Saturday, October 19, 2013

Will Military Strikes in Syria Cause Higher Oil Prices?




As think-tanks in the United States and Europe contemplate launching military strikes in Syria, the unease in the country and the further instability in the Middle Eastern regions are impacting the financial markets.

However nowadays, the oil prices have soared up to a six-month high. Analysts from the bank Societe Generale hint that the oil price can finally increase to $125 if air strikes are released and $150 a barrel in the case if military stroke disturbs production in the region.

And this can go beyond all-time high of $147 a barrel noticed during the financial crisis in 2008. Bank of America Merrill Lynch has already predicted rise in the oil prices of $120-$130 a barrel- according to the report published in BBC news.

This is notwithstanding, de fecto that oil production in Syria is itself negligible to the global market. Moreover, even before the crisis that swallowing up the country now, Syria scarcely exported 150,000 barrels a day to foreign buyers-particularly the European Union. Even when sanctions were compelled on the regime of Bashar al-Assad in 2011, the oil exports were completely stopped and recently this country is estimated to produce only 50,000 barrels per day.

But the worry among the investors is that any Western connection in Syria can infiltrate neighboring countries into the fray and the contravention can spill out breaking the borders. And this can include neighboring Baghdad which produces significant 3 million barrels of oil a day- i.e 3% of global consumption. Unfortunately without any delay, local al-Qaeda activists have started operating in the northern Syria.

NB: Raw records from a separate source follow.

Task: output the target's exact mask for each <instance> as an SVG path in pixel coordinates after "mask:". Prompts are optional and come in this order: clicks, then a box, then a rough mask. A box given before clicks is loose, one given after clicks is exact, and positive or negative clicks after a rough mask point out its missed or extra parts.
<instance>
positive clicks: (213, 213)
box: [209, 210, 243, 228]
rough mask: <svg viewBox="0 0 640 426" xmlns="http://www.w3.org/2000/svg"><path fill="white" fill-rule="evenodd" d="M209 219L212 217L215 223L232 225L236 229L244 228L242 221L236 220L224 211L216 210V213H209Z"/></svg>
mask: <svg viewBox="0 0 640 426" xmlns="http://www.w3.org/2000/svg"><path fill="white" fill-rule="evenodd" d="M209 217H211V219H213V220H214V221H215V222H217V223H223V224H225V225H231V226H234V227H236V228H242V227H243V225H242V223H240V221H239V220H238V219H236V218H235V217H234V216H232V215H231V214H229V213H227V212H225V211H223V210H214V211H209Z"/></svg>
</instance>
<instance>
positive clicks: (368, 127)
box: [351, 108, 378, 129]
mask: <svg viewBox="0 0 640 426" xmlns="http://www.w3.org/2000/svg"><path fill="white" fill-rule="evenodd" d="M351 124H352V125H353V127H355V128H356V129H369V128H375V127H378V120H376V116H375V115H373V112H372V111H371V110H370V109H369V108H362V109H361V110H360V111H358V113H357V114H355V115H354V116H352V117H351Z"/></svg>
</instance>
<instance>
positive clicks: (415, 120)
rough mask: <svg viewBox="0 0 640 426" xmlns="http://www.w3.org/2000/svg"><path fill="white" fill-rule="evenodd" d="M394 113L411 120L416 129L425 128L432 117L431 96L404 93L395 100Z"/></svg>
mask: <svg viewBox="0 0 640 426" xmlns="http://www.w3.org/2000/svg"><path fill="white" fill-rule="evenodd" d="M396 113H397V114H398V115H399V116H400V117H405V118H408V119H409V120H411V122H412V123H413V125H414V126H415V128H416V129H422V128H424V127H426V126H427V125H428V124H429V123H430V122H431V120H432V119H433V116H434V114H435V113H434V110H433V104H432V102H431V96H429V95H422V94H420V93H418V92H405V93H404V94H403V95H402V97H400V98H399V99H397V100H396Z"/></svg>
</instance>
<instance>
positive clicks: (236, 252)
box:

Alongside these, there is also concern over how Iran will react to military strikes. Because it has long been since Iran has supported Assad regime over the last two years, regardless of increasing international pressure and supporting financial and military supports. Supreme Leader Ali Khamenei of Iran has already proclaimed, ‘‘Western attack as a great disaster for the regions,’’ as published in BBC news. Even in the past, Iran threatened cutting off the oil supply if it was attacked by the United States or Israel.

Further it is also uncertain how major oil producers will reflect if western attack takes place. Because, Saudi Arabia has already stood up with Assad regime against all the rebels.

Even though the risk of military attacks, oil investing news summed up that oil prices has been creeping up for the time being, long before the warning of military strokes in Syria became an impeding possibility.

The consequences contained disruptions to production, especially in Libya where armed activists still control over the country. Similarly, the lack of security has witnessed oil production frequently disrupted, whilst industrial actions have barred exports at Libyan ports.

At the same time oil demands have stepped up as the United States and Europe recover from recession; additionally demand from China has also held up. However there are some analysts who are of optimistic views and suggest that if oil prices do rise extensively, the spike will be short-term.